A. Most of the banks give the facility to avail the loan against the fixed deposit made by the depositor. The FD holders can apply for a secured loan against their FD.
Q. How much loan can be availed against their FD ?
A. Most of the banks give the loan against the fixed deposit made by the depositor of the amount up to 90% to 95% of the fixed deposit value.
Q. Is the interest applicable on loans against Fixed Deposit ?
A. Yes, banks charge the interest for offering loans. The loan is considered to be a secured loan because of being backed by the deposit. The interest is charged as per the rates applicable to a secured loan.
Q. Can Fixed Deposit be used as collateral ?
A. Fixed deposits can be used as collateral to take loans from banks. Most of the banks and NBFCs accept the fixed deposit as collateral and gives the loans against the fixed deposit.
Q. Who can apply for the loan against FD ?

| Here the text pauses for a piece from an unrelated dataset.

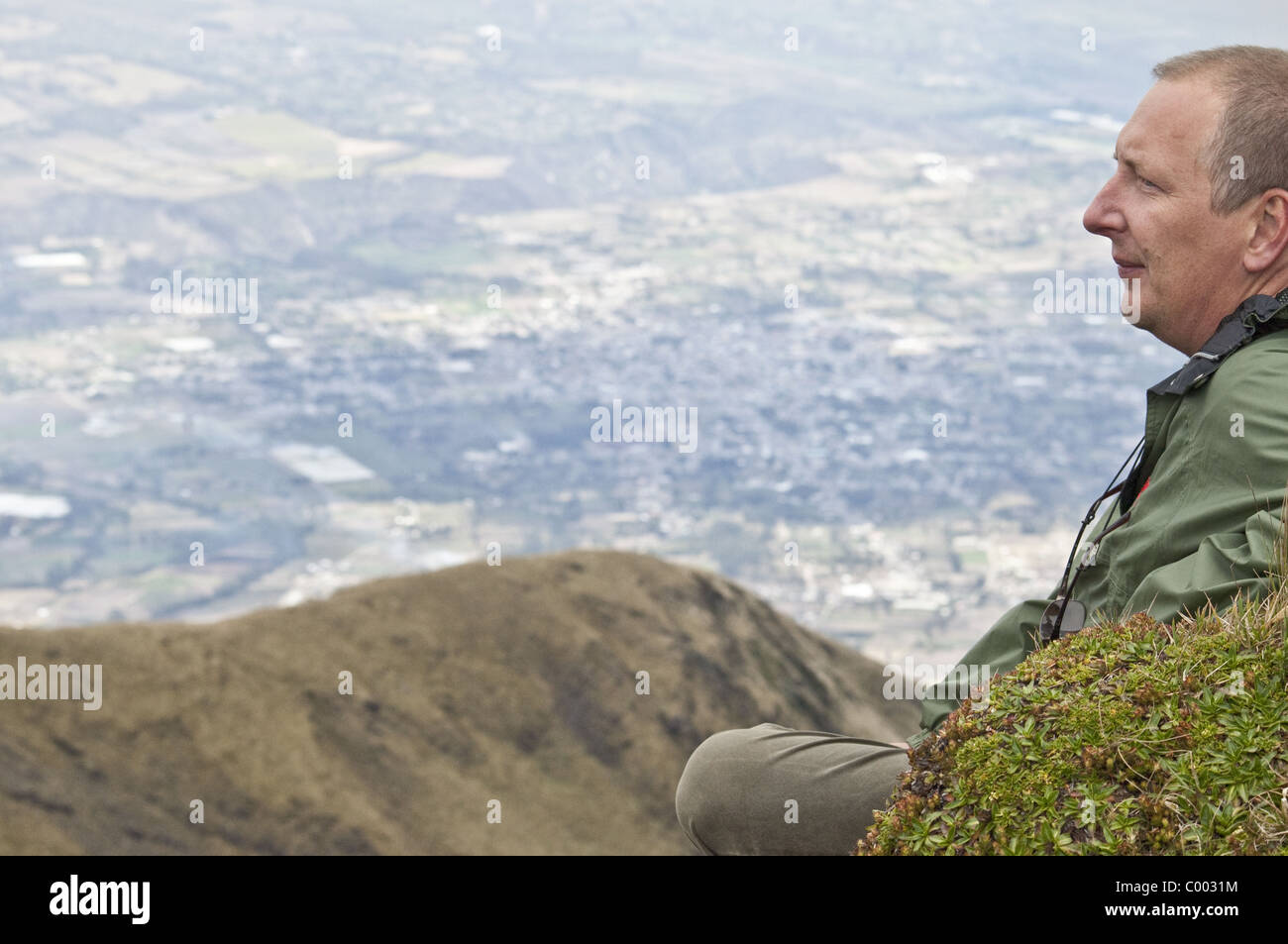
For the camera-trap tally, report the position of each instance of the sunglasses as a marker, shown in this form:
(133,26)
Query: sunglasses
(1065,616)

A. Any person who has a fixed deposit account can apply for the loan against their FD.
Q. What is the tenure for the loan against FD ?
A. The tenure of the loan can be decided by the person who is taking the loan but the tenure cannot exceed the maturity of the fixed deposit.
Q. Can we make a premature withdrawal from the fixed deposit if we have taken a loan against the fixed deposit ?
A. If an individual has availed a loan against FD, then he/she cannot make premature withdrawal from the fixed deposit. But to do so, an investor has to first repay the full loan amount, and then they can premature the fixed deposit.